In a relatively short historical period, the country has gone from a closed and predominantly agrarian state to the status of a "world factory", the largest exporter and a key player in the international arena. However, the gradual exhaustion of the effect of reforms and a number of external factors by the early 2010s. The structural problems of the Chinese economy have been exposed, including a general slowdown in production growth, dependence on exports and foreign technologies, a high savings rate, uneven development of regions, social stratification, an increase in the external debt of corporations and provinces, as well as an increase in wages, outstripping labor productivity growth. As a result, the dynamics of China's real GDP slowed from 10.6% in 2010 to 6.0% in 2020, while the country's government gradually abandoned the export-oriented economic model in favor of developing the domestic market.

The key factor determining China's economic growth in 2020-2022 was the COVID-19 pandemic. The measures taken by the government at the initial stage of the fight against coronavirus to support the economy allowed the country to avoid a recession, however, a reduction in consumer activity under quarantine restrictions led to a decrease in real GDP growth to 2.2% in 2020. In 2021, the rapid recovery of the Chinese economy was noted, and the growth rate of China's real GDP exceeded the pre-pandemic indicators, amounting to 8.4% against the background of temporary normalization of consumer activity, as well as due to the development of the e-commerce sector. However, in 2022, the country's economy once again faced a number of serious internal and external challenges: due to restrictive measures to combat numerous outbreaks of COVID-19 and growing problems in the real estate market, China's real GDP growth rate decreased to 3.0%.

The abandonment of the zero tolerance policy for COVID-19 and the lifting of most epidemiological restrictions in 2023 led to an increase in real GDP growth, primarily due to the effect of deferred demand. At the end of the year, growth was 5.2%, which is in line with the Chinese government's targets, but significantly lower than the annual average values that the country demonstrated before the outbreak of the pandemic. The moderate GDP growth rates by Chinese standards are explained by the limited impact of the deferred demand effect in the context of extremely high savings levels and the worsening crisis in the real estate sector. In addition, youth unemployment has reached record levels (more than 20%), due to the effects of the pandemic, as well as the imbalance of supply and demand in the labor market.

In March 2024, the Chinese government announced its intention to maintain GDP growth rates at least 5% per year. At the same time, achieving the target will be complicated not only by the crisis in the real estate market, but also by the high base of 2023, when the planned values were achieved due to the rapid recovery of the economy after prolonged quarantine restrictions. According to IMF forecasts, China's real GDP growth in 2024 will amount to 4.6% and will continue to decline amid the structural restructuring of the country's economy. The key objective of the Chinese government in the medium term is to increase the capacity of the domestic market by increasing consumer demand in all sectors.

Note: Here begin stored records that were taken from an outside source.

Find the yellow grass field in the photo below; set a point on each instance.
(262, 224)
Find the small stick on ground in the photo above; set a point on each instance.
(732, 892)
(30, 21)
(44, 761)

Deflationary pressure continues to increase in China: consumer prices have been rising quite slowly in recent years, which is evidence of weak domestic demand and uneven economic recovery. Another important factor constraining inflation is the Chinese government's policy aimed at preventing price increases and related potential social tensions. In 2020-2022. economic uncertainty in the context of COVID-19 and the crisis in the real estate market have led to a rapid increase in savings among consumers, as well as a decrease in investment in the private sector. The lowest values of the consumer price index in annual terms occurred in 2021 and 2023 — 0.9% and 0.7%, respectively. At the same time, the People's Bank of China is pursuing a soft monetary policy in order to stimulate economic growth and domestic demand. However, its success at the moment has a limited effect, since consumer demand is restrained, first of all, by factors not directly related to the availability of loans, the exchange rate of the national currency and the price environment.